Thursday, December 27, 2007

Real estate mutual fund keenly awaited

With India’s appetite for commercial, residential and retail space growing stronger, real estate markets could no longer wallow in opacity and other imperfections since these adverse features could easily generate bubbles in the real estate market.

No doubt, the country’s apex bank, the Reserve Bank of India (RBI) has always been on its toes about potential asset-price bubble as it periodically ramps up the risk weightage on real estate loans extended by banks.

National wealth

There can be no two opinions that housing and real estate constitute not only a substantive proportion of national wealth but also a crucial and fast expanding component of the services sector of the economy.

Since both lenders and borrowers may have substantial real estate/housing exposure, financial balance sheets may be hit by any large gyration of prices in this sector.

Delivering a lecture on “India’s financial sector Reforms: Fostering Growth while containing risks,” the RBI Deputy Governor, Dr Rakesh Mohan, told his audience at Yale University early this month that “strong demand for housing and buoyancy in real estate prices in an environment of non-transparency could potentially pose risks to the banking system. In conjunction with interest rate cycles, the banking system as well as the regulator would need to be vigilant to future non-performing assets and the US-like sub-prime woes.”

Banking credit

Considering the reality that clamant demand for housing finance has emerged as a key driver of banking credit in the past few years and making due allowance for the burgeoning rush for commercial and retail market space by industry and corporate across the country, will it not be too much to expect the domestic banking industry to meet the genuine real estate demands of a growing economy?

No doubt, real estate funds set up to invest only in India have already raised a few modest sums, while Merrill Lynch forecasts that the Indian realty sector will grow from $12 billion in 2005 to $90 billion by 2015.

That the market regulator the Securities and Exchange Board of India (SEBI) is alive to the issue of tapping real estate investment for proper development of the financial market is revealed in its Annual Report (2006-07), tabled in Parliament on the last day of the winter session.

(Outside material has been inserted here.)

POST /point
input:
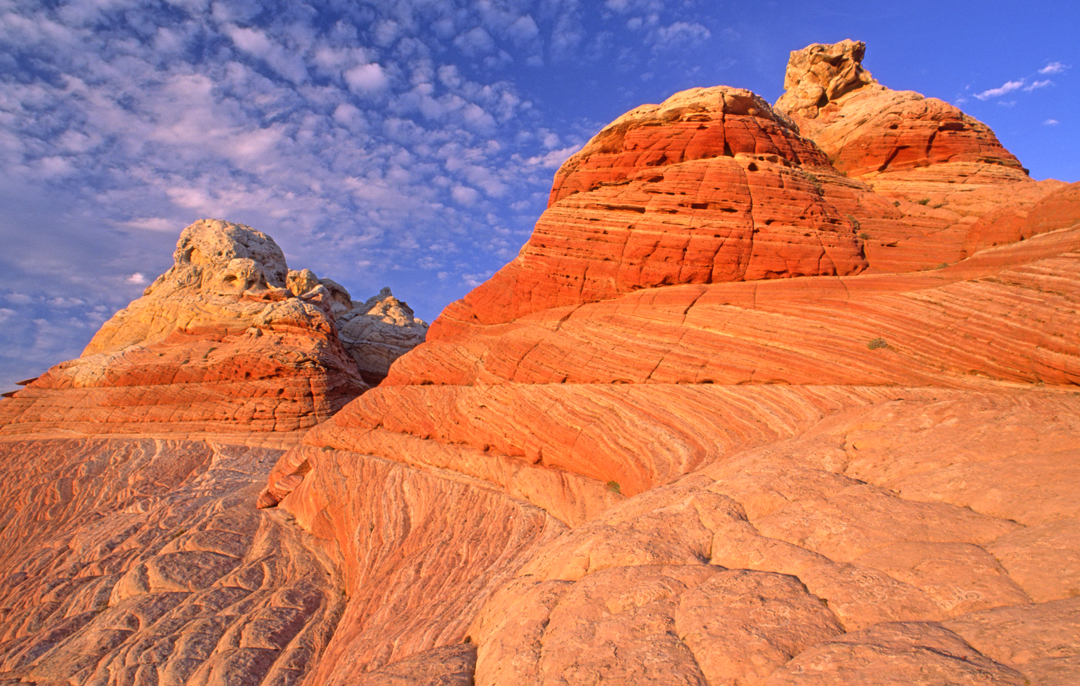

It points out that investment in real estate provides outlets for capital gains as well as periodic incomes. Over a longer term, real estate provides returns that are comparable with returns on equities. It further notes that the volatility in prices of real estate is lower than equities leading to a better risk return trade-off for the investment. No wonder, real estate investments made over longer periods of time provide an inflation hedge and yield real returns.

Tedious process

Having said this, SEBI has not refrained from asserting that real estate is distinct from other assets. The real estate investments are lumpy in nature and unaffordable to many.

The specific risk is high and personal diversification is very difficult. While the legal issues and lack of transparency make the probability of a mistake high, the illiquid nature of the markets makes the undoing of a wrong real estate investment a tedious process. Distress sales generate much lower returns than the fair value of the property, so argues the SEBI.

In view of these corking troubles, professional management labours to limit the risks in real estate investment while simultaneously bringing in such benefits as legal expertise, information on prices and regular maintenance and repairs.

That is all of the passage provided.